Generative Recommender with End-to-End Learnable Item Tokenization
Enze Liu, Bowen Zheng, Cheng Ling, Lantao Hu, Han Li, Wayne Xin Zhao — Renmin University of China & Kuaishou Inc. ArXiv 2409.05546, 2024.
| Dimension | Prior State | This Paper | Key Result |
|---|---|---|---|
| Tokenizer–recommender coupling | RQ-VAE trained separately on reconstruction objective; codes fixed during recommendation training | Alternating optimization mutually refines tokenizer and recommender | w/o alternating training: −17.6% Recall@5 on Instruments |
| Recommendation signal in codes | Codes optimize reconstruction fidelity of content embeddings | SIA + PSA alignment objectives inject recommendation signal into codebook learning | Ablating both alignments: −3.9% Recall@5, −3.6% NDCG@5 (Instruments) |
| Encoder–item alignment | No explicit alignment between encoder hidden states and the item’s token distribution | SIA minimizes symmetric KL between encoder output and item’s codebook distributions | Ablating SIA alone: −0.5% Recall@5 |
| Decoder–item alignment | No alignment between decoded user preference vector and item embedding | PSA aligns first decoder hidden state with reconstructed item embedding via InfoNCE | Ablating PSA alone: −2.1% Recall@5 |
| Benchmark performance | TIGER-SAS Recall@5 0.0233 (Baby) | ETEGRec Recall@5 0.0244 (Baby) | Consistent improvements across all 3 Amazon datasets |
Relations
Builds on: TIGER (Rajput et al., NeurIPS 2023) (no note yet) Concepts used: Generative Recommender Systems — §4.1 (RQ-VAE Semantic IDs), codebook collapse and training objectives
Table of Contents
- 1. The Decoupling Problem
- 2. Architecture
- 3. Recommendation-Oriented Alignment
- 4. Alternating Optimization
- 5. Experiments
- 6. References
1. The Decoupling Problem 📐
In TIGER and its descendants, item tokenization proceeds in two fully independent stages:
Tokenizer training. A collaborative semantic embedding \(\mathbf{z} \in \mathbb{R}^d\) is computed for each item (typically from item co-occurrence statistics). An RQ-VAE is trained to minimize reconstruction loss \(\|\mathbf{z} - \hat{\mathbf{z}}\|^2\) over this embedding. The codebook is frozen after training.
Recommender training. The sequence model receives fixed semantic IDs — code tuples that were optimized to reconstruct \(\mathbf{z}\), not to facilitate next-item prediction.
The mismatch is fundamental.
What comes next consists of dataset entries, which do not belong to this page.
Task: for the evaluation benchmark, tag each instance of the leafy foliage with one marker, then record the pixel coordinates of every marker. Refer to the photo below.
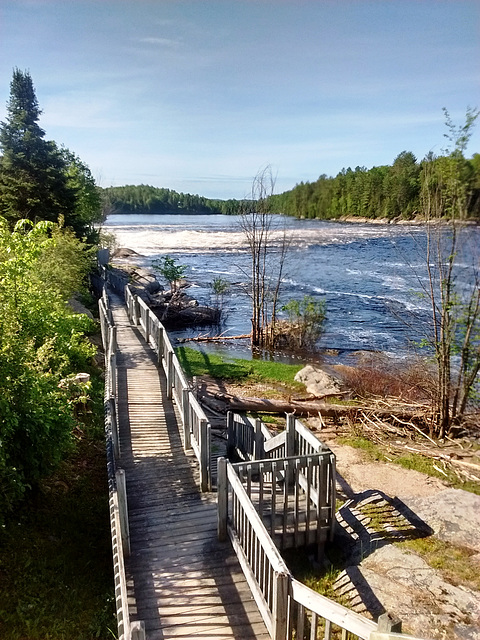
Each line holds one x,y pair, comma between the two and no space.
41,341
38,181
147,199
380,192
305,321
455,313
170,270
The RQ-VAE partitions item space to minimize reconstruction distortion of \(\mathbf{z}\); there is no guarantee that this partition aligns with the structure that the generative recommender finds useful for predicting user behavior. Two items may have very similar \(\mathbf{z}\) (and thus similar or identical codes) yet behave very differently in user sequences — and the recommender has no way to signal this to the tokenizer.
Definition (Suboptimality of Decoupled Tokenization). Let \(\mathcal{C}^*_{\text{rec}}\) denote the code assignment that minimizes next-item prediction loss, and \(\mathcal{C}^*_{\text{recon}}\) the code assignment that minimizes RQ-VAE reconstruction loss. In general:
\[\mathcal{C}^*_{\text{rec}} \neq \mathcal{C}^*_{\text{recon}}\]
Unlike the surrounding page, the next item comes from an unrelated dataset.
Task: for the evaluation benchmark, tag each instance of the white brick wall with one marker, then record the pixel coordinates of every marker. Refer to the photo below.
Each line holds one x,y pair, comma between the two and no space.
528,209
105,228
because reconstruction loss is defined over the item embedding space, while recommendation quality is defined over user-item interaction patterns. Decoupling forces the recommender to work with \(\mathcal{C}^*_{\text{recon}}\), accepting its suboptimality.
ETEGRec’s answer is end-to-end training with alignment objectives that explicitly communicate recommendation signal to the tokenizer.
Naively jointly minimizing \(\mathcal{L}_{\text{recon}} + \mathcal{L}_{\text{rec}}\) with both components active simultaneously is unstable: gradients from the recommendation loss flow back into the RQ-VAE and destabilize the codebook before the recommender has converged on stable codes. The alternating optimization schedule (§4) is the practical mechanism that makes end-to-end training feasible.
2. Architecture
2.1 Item Tokenizer: RQ-VAE
The item tokenizer follows the standard RQ-VAE construction. For item \(x\) with collaborative semantic embedding \(\mathbf{z} \in \mathbb{R}^{d_s}\):
Encoder: \(\mathbf{r}_0 = \text{EncoderT}(\mathbf{z}) \in \mathbb{R}^{d_c}\)
Residual quantization for levels \(l = 1, \ldots, L\):
\[c_l = \arg\max_{k \in [K]} P(k \mid \mathbf{v}_l), \qquad P(k \mid \mathbf{v}_l) = \frac{\exp(-\|\mathbf{v}_l - \mathbf{e}_k^l\|^2)}{\sum_{j=1}^K \exp(-\|\mathbf{v}_l - \mathbf{e}_j^l\|^2)}\]
\[\mathbf{v}_{l+1} = \mathbf{v}_l - \mathbf{e}_{c_l}^l, \qquad \mathbf{v}_1 = \mathbf{r}_0\]
Decoder: \(\tilde{\mathbf{z}} = \text{DecoderT}\!\left(\sum_{l=1}^L \mathbf{e}_{c_l}^l\right)\)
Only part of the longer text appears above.